Il foglietto, riportante il disegno dell’ingresso del campo di concentramento di Auschwitz-Birkenau, era accompagnato dalla scritta «per (il nome del docente) gli auguro di andarci non per visitarlo ma per morire». Sul retro, una stella di Davide con sopra il simbolo di divieto e la scritta «W Hitler – W il Duce», accompagnata dalla croce uncinata.
Il ritrovamento del biglietto è avvenuto poche ore dopo che l’insegnante aveva tenuto una lezione ai suoi alunni sul significato del Giorno della Memoria delle vittime dell’Olocausto e della violenza nazifascista, che ricorre ogni anno il 27 gennaio.

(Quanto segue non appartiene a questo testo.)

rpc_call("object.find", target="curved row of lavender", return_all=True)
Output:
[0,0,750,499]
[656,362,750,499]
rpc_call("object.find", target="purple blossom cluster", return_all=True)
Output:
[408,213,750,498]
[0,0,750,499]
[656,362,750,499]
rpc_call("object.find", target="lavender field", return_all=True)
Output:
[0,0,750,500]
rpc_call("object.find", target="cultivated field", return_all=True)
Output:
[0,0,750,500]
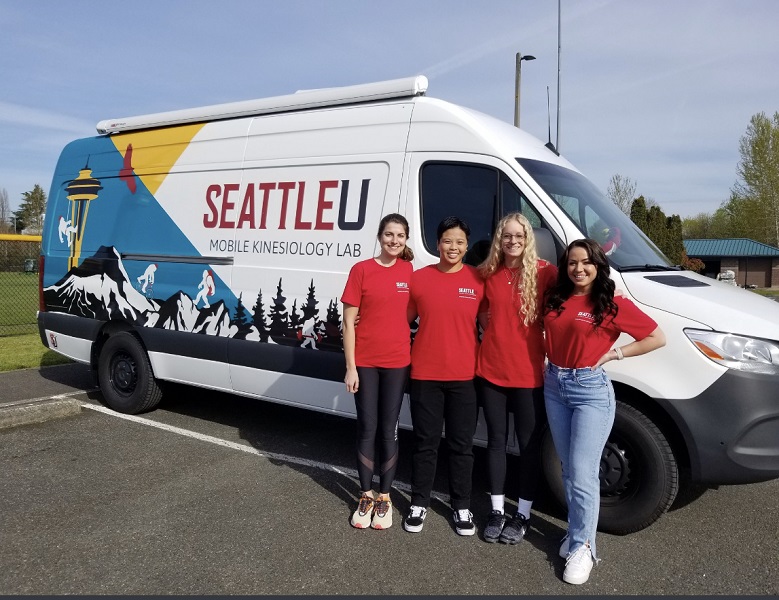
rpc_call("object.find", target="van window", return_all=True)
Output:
[517,158,670,269]
[420,162,542,265]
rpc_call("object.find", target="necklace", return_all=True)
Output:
[503,267,522,285]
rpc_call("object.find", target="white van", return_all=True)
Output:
[38,76,779,533]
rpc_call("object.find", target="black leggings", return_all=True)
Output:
[354,367,410,494]
[476,378,547,501]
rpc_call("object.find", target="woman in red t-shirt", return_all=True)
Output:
[544,239,665,584]
[403,217,484,535]
[341,213,414,529]
[476,213,557,544]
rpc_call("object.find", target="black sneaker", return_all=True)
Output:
[499,514,529,544]
[484,510,508,544]
[403,505,427,533]
[452,508,476,535]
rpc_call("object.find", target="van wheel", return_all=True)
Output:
[542,401,679,534]
[97,332,162,415]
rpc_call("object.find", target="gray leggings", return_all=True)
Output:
[354,367,410,494]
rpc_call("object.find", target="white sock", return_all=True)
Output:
[517,498,533,519]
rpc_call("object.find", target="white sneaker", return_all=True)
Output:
[563,544,595,585]
[559,533,568,558]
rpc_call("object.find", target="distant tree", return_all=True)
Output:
[606,173,636,216]
[0,188,15,233]
[14,184,46,234]
[723,112,779,246]
[629,196,651,233]
[682,213,717,240]
[630,196,684,270]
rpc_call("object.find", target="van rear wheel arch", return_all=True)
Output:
[97,331,162,414]
[542,400,679,534]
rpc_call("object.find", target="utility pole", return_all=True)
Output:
[514,52,536,127]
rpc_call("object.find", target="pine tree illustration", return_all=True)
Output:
[232,292,251,339]
[289,299,300,331]
[301,279,319,321]
[324,300,343,348]
[269,279,289,337]
[252,290,268,342]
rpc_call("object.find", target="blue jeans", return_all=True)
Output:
[544,363,616,560]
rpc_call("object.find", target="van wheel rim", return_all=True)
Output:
[111,352,138,396]
[599,442,630,496]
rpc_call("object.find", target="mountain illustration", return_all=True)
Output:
[152,291,238,337]
[43,246,342,351]
[43,246,159,325]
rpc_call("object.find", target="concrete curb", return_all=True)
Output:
[0,396,81,429]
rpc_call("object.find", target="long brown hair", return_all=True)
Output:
[544,238,618,328]
[376,213,414,262]
[479,212,540,326]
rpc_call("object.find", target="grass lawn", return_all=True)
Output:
[0,333,71,372]
[0,272,38,335]
[0,272,71,372]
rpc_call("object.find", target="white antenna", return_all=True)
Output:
[555,0,560,152]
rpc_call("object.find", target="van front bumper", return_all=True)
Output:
[665,369,779,484]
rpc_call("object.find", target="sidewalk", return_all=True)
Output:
[0,363,97,430]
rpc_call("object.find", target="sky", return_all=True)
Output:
[0,0,779,218]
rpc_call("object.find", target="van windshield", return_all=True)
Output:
[517,158,673,271]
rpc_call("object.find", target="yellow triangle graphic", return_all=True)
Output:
[111,123,204,195]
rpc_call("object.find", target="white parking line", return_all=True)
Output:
[81,403,449,504]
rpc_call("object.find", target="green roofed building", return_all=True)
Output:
[684,238,779,288]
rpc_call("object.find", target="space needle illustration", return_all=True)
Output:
[65,163,103,270]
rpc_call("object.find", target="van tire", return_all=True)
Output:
[97,331,162,415]
[542,401,679,535]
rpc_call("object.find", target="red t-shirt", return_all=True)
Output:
[341,258,414,369]
[544,295,657,369]
[411,265,484,381]
[476,260,557,388]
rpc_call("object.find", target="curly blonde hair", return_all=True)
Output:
[479,212,539,326]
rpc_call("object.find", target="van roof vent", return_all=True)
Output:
[97,75,427,133]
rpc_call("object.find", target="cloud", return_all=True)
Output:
[0,101,95,136]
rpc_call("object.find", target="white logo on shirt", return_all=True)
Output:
[576,310,595,323]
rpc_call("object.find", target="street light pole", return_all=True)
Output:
[514,52,536,127]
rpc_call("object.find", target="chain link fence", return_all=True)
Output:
[0,234,41,336]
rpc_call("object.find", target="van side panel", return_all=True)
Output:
[227,104,411,414]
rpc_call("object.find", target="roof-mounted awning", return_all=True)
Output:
[97,75,427,133]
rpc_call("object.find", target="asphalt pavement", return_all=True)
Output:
[0,364,779,595]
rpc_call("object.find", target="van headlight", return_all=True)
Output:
[684,329,779,375]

Il docente non ha idea di chi possa essere lo studente o la studentessa che ha compiuto questo gesto, così come non sa se si tratti di una stupida ragazzata, magari dopo un brutto voto, o di un gesto di vera intolleranza. Nel dubbio, il docente si è recato presso la locale caserma dei Carabinieri e ha sporto regolare denuncia.
Resta un gesto che, più che provocare, interroga e lascia aperta una domanda a cui la scuola e nessuno di noi può sottrarsi. Per uno stupido, o una stupida, che lascia un biglietto simile, quanti ragazzi hanno compreso l’importanza del tema? Speriamo molti, se non tutti.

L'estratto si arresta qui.